Under her model, more money goes back to the farmer, specifically to expand or improve their organic and regenerative acreage. Meanwhile, the price gap between organic and conventional narrows, enabling more consumers to buy organic products. “Of course, I’m making a big bet that I’m going to win on volume,” Kavanagh says. “But I’m willing to take a risk in order to find better systems and business relationships that work for everyone.”

As another key initiative, CIVC is implementing Zēgo’s purity-verification system throughout its supply chain. This way, when ingredient buyers call, CIVC can provide precise toxin data. Even if her company doesn’t land every sale, this high-level transparency pays off, Kavanagh insists, by demonstrating that it’s possible and, hopefully, prompting buyers to pressure other suppliers to follow suit.
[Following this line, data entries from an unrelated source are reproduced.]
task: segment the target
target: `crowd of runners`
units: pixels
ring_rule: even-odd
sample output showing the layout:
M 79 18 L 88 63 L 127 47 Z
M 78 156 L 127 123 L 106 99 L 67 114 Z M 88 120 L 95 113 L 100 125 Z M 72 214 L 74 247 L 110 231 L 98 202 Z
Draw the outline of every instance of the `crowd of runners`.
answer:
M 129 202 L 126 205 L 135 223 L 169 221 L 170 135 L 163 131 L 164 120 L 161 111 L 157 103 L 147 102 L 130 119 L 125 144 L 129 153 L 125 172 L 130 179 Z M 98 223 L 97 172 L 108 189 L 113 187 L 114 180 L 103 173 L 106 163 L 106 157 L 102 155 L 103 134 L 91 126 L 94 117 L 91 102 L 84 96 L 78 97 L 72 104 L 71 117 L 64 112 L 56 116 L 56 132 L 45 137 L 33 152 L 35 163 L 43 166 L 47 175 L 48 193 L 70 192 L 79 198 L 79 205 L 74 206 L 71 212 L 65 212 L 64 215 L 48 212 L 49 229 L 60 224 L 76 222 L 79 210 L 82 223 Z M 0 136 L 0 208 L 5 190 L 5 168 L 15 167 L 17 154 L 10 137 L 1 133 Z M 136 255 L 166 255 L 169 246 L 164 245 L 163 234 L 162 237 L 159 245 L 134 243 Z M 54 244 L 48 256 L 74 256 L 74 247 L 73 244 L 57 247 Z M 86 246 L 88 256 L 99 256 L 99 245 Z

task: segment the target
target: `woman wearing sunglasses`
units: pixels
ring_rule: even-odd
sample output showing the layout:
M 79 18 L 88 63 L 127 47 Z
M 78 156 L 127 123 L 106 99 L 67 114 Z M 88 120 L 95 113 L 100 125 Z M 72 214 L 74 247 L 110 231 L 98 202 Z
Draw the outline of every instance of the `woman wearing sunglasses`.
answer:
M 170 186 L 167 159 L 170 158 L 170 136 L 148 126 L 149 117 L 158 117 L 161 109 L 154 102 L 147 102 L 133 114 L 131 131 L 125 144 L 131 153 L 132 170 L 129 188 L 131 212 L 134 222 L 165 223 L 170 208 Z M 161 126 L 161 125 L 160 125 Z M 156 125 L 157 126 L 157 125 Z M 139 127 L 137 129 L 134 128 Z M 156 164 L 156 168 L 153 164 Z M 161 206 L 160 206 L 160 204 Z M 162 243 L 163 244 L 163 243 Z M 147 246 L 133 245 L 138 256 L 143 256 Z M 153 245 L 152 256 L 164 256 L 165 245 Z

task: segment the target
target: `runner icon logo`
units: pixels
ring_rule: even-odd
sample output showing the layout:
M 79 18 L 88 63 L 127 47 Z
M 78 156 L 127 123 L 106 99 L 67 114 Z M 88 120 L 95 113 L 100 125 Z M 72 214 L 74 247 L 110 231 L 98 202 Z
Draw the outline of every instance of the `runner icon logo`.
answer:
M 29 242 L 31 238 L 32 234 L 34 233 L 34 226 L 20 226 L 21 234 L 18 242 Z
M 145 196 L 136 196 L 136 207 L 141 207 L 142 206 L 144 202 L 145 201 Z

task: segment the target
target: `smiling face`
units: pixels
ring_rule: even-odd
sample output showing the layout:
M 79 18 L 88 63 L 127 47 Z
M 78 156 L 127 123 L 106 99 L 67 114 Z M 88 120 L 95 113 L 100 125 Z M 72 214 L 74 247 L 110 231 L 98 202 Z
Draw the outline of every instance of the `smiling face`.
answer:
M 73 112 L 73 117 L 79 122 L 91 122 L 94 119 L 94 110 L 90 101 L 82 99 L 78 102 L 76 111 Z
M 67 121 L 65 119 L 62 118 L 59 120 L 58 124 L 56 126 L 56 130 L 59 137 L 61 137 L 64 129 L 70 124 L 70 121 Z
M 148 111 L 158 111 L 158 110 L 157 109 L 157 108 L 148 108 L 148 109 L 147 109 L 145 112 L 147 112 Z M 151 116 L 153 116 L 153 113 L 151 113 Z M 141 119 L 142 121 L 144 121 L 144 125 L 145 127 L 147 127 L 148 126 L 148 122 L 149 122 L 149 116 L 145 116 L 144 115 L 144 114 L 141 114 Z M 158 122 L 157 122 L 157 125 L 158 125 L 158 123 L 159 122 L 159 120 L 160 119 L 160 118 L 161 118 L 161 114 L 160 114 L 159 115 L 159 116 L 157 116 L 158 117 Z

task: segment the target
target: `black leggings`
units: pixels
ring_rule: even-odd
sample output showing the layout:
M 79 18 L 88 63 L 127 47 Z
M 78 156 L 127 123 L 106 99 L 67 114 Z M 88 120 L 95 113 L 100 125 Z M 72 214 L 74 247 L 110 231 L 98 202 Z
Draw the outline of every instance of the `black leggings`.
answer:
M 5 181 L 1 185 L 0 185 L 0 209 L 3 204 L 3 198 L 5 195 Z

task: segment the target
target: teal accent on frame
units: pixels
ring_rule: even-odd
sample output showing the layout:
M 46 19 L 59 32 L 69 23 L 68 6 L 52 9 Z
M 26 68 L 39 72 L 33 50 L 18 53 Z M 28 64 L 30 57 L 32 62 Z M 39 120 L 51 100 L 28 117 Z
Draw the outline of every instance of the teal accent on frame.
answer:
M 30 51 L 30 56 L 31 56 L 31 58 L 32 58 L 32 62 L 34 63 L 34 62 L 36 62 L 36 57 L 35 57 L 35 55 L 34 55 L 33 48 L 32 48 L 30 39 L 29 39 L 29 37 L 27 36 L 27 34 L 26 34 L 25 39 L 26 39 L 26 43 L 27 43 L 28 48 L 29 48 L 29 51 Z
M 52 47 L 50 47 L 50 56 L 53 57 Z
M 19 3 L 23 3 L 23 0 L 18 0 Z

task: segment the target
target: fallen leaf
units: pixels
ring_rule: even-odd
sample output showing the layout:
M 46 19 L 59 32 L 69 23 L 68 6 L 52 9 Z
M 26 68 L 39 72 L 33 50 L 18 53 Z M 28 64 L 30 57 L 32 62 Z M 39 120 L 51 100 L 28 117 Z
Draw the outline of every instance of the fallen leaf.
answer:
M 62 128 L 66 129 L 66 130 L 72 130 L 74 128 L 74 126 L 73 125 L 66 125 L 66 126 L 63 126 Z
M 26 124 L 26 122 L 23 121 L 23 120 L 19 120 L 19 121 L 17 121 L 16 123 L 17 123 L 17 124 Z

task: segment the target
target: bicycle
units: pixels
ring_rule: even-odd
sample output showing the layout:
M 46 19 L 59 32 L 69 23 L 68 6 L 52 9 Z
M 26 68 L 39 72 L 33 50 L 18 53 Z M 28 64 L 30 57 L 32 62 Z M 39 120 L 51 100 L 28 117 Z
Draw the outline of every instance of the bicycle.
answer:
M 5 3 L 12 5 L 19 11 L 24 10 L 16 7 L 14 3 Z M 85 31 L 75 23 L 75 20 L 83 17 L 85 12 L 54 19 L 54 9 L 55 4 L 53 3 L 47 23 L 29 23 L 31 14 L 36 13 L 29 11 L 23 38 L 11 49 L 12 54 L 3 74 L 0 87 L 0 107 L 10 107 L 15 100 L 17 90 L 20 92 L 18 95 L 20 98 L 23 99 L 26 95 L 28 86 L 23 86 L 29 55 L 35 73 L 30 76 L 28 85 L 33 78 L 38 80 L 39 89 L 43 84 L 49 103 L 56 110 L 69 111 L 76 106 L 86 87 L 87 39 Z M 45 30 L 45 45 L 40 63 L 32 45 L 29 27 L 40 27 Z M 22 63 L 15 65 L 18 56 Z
This is a lot like how Zēgo empowers consumers to pressure other brands — but with far fewer ingredient suppliers to compete with than brands, Kavanagh says CIVC’s influence as a supplier is much greater.

Now that she has a bigger platform to drive change, is Kavanagh ready to ditch Zēgo? No way.

“We will never get rid of the Zēgo brand, because the way we talk to consumers is through our packaging,” she says. “We still have to get into the hearts and minds of consumers. We have to convince them that they have a right to this information, that it matters to their health and that they should be actively involved in asking other brands to provide this level of transparency.”